Highland Theatre Preparing for Fall Productionpublished October 28, 2013
Highland Theatre Preparing for Fall Production
Highland Community College theatre director Sam Smith will begin his tenure at the College with a production that is actually two one act plays that are related: Lonestar and Laundry and Bourbon. Performances are at 7:00 pm on November 14, 15, and 16 on the Mary Helen Porter stage in Culbertson Hall on the College campus.
The setting for Laundry and Bourbon is the front porch of Roy and Elizabeth's home in Maynard, Texas, on a hot summer afternoon. Elizabeth and her friend Hattie are whiling away the time folding laundry, watching TV, sipping bourbon and Coke, and gossiping about the many open secrets which are so much a part of small-town life. They are joined by the self-righteous Amy Lee who, among other tidbits, can't resist blurting out that Roy has been seen around town with another woman.

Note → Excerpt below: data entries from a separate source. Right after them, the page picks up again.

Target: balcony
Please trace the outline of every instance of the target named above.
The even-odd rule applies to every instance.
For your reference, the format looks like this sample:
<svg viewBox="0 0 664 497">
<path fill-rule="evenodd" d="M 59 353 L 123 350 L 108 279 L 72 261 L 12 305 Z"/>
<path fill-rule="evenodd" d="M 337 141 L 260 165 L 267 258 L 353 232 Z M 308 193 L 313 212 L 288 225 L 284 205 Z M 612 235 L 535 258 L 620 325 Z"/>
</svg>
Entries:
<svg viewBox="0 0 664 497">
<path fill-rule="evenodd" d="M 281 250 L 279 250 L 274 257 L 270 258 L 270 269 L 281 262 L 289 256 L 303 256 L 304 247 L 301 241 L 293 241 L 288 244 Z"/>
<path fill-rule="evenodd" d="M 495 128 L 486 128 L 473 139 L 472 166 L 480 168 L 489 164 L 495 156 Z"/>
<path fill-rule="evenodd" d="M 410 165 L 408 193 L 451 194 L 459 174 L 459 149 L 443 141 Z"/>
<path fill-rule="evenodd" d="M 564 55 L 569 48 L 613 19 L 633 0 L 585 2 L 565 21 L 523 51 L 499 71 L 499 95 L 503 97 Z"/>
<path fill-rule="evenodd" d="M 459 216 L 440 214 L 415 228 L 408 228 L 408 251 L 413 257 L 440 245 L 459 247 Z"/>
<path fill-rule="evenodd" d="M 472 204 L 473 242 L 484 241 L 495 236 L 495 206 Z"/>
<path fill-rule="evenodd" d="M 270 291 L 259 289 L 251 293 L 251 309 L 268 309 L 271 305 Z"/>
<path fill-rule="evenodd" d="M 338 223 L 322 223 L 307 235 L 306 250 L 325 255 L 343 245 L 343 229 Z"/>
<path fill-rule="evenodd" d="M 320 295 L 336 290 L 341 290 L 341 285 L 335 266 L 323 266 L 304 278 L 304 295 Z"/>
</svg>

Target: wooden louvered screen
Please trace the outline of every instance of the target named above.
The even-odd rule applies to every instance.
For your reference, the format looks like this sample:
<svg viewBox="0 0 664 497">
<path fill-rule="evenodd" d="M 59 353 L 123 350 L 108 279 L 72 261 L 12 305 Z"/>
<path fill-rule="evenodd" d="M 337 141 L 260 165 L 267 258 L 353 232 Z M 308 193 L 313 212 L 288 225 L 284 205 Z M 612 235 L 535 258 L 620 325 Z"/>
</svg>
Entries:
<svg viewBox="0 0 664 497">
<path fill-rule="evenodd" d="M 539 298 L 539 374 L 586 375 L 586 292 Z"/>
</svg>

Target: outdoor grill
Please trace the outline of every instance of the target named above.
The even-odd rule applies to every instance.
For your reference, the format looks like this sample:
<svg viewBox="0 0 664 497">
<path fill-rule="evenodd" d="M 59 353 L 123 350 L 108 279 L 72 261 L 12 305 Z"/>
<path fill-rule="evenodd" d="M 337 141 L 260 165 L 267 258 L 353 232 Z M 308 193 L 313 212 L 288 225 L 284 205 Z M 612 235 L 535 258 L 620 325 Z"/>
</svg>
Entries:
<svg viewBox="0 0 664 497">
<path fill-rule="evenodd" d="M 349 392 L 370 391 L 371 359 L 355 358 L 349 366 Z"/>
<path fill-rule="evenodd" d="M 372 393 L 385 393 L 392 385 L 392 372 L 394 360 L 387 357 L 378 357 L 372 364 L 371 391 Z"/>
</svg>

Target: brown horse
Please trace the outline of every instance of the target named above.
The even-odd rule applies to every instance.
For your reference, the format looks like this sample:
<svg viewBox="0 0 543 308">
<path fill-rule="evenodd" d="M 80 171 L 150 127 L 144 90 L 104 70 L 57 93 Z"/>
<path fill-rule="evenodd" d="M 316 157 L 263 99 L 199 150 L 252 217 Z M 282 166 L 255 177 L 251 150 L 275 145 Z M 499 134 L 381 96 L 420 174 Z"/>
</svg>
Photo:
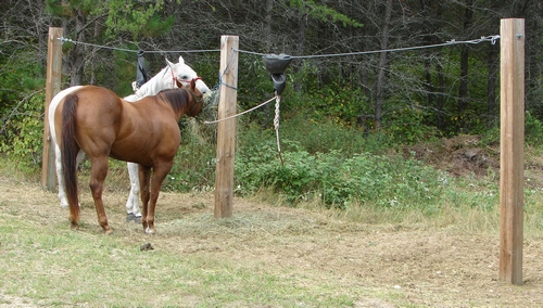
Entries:
<svg viewBox="0 0 543 308">
<path fill-rule="evenodd" d="M 112 232 L 102 202 L 109 157 L 139 164 L 141 221 L 147 233 L 155 232 L 159 191 L 172 169 L 181 139 L 177 121 L 184 114 L 197 116 L 203 105 L 202 97 L 192 80 L 188 88 L 164 90 L 134 103 L 105 88 L 85 86 L 59 103 L 54 126 L 72 228 L 79 222 L 76 156 L 83 151 L 90 159 L 90 190 L 98 222 L 105 233 Z"/>
</svg>

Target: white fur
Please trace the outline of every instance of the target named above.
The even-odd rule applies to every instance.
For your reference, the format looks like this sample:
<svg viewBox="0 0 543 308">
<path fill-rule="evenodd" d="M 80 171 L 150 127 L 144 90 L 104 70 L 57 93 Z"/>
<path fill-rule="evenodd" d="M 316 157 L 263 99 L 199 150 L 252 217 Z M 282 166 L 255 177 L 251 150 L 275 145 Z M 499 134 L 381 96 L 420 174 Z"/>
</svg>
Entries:
<svg viewBox="0 0 543 308">
<path fill-rule="evenodd" d="M 182 56 L 179 56 L 179 63 L 176 64 L 169 62 L 168 60 L 166 61 L 166 67 L 164 67 L 159 74 L 147 81 L 143 86 L 141 86 L 141 88 L 136 91 L 136 93 L 124 99 L 128 102 L 136 102 L 148 95 L 156 95 L 162 90 L 175 88 L 176 86 L 175 81 L 173 80 L 172 68 L 175 72 L 174 76 L 182 84 L 190 82 L 190 80 L 198 77 L 197 73 L 190 66 L 185 64 Z M 51 131 L 51 139 L 54 144 L 56 179 L 59 181 L 59 200 L 62 207 L 67 207 L 68 203 L 66 193 L 64 191 L 61 151 L 54 129 L 54 111 L 56 110 L 56 106 L 62 101 L 62 99 L 64 99 L 64 97 L 70 94 L 72 91 L 79 89 L 80 87 L 81 86 L 75 86 L 60 91 L 56 95 L 54 95 L 54 98 L 51 100 L 51 104 L 49 105 L 49 129 Z M 207 86 L 202 80 L 197 80 L 197 89 L 202 93 L 210 91 L 210 88 L 207 88 Z M 79 164 L 83 157 L 85 157 L 85 154 L 79 151 L 79 153 L 77 154 L 77 164 Z M 128 200 L 126 202 L 126 211 L 128 214 L 134 214 L 136 217 L 141 217 L 138 164 L 127 163 L 127 166 L 128 175 L 130 177 L 130 194 L 128 195 Z"/>
</svg>

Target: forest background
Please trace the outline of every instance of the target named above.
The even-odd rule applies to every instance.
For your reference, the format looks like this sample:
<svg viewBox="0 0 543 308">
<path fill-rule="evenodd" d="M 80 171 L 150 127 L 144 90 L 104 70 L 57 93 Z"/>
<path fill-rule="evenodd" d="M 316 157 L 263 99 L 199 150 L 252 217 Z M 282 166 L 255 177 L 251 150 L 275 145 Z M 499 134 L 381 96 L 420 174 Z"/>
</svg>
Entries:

While the ensuing conversation is increasingly edged with bitter humor, from it emerges a sense of Elizabeth's inner strength and her quiet understanding of the turmoil which has beset her husband since his return from Vietnam. He is wild, and he is unfaithful, but he needs her, and she loves him. And she'll be waiting for him when he comes home—no matter what others may say or think.
Lonestar takes place in the cluttered backyard of a small-town Texas bar. Roy, a brawny, macho type who had once been a local high-school hero, is back in town after a hitch in Vietnam and trying to reestablish his position in the community. Joined by his younger brother, Ray (who worships him), Roy sets about consuming a case of beer while regaling Ray with tales of his military and amorous exploits. Apparently Roy cherishes three things above all; his country, his sexy young wife, and his 1959 pink Thunderbird. With the arrival of Cletis, the fatuous, newlywed son of the local hardware store owner, the underpinnings of Roy's world begin to collapse as it gradually comes out that Ray had slept with his brother's wife during his absence and, horror of horrors, has just demolished his cherished Thunderbird. But, despite all, the high good humor of the play never lapses, and all ends as breezily and happily as it began.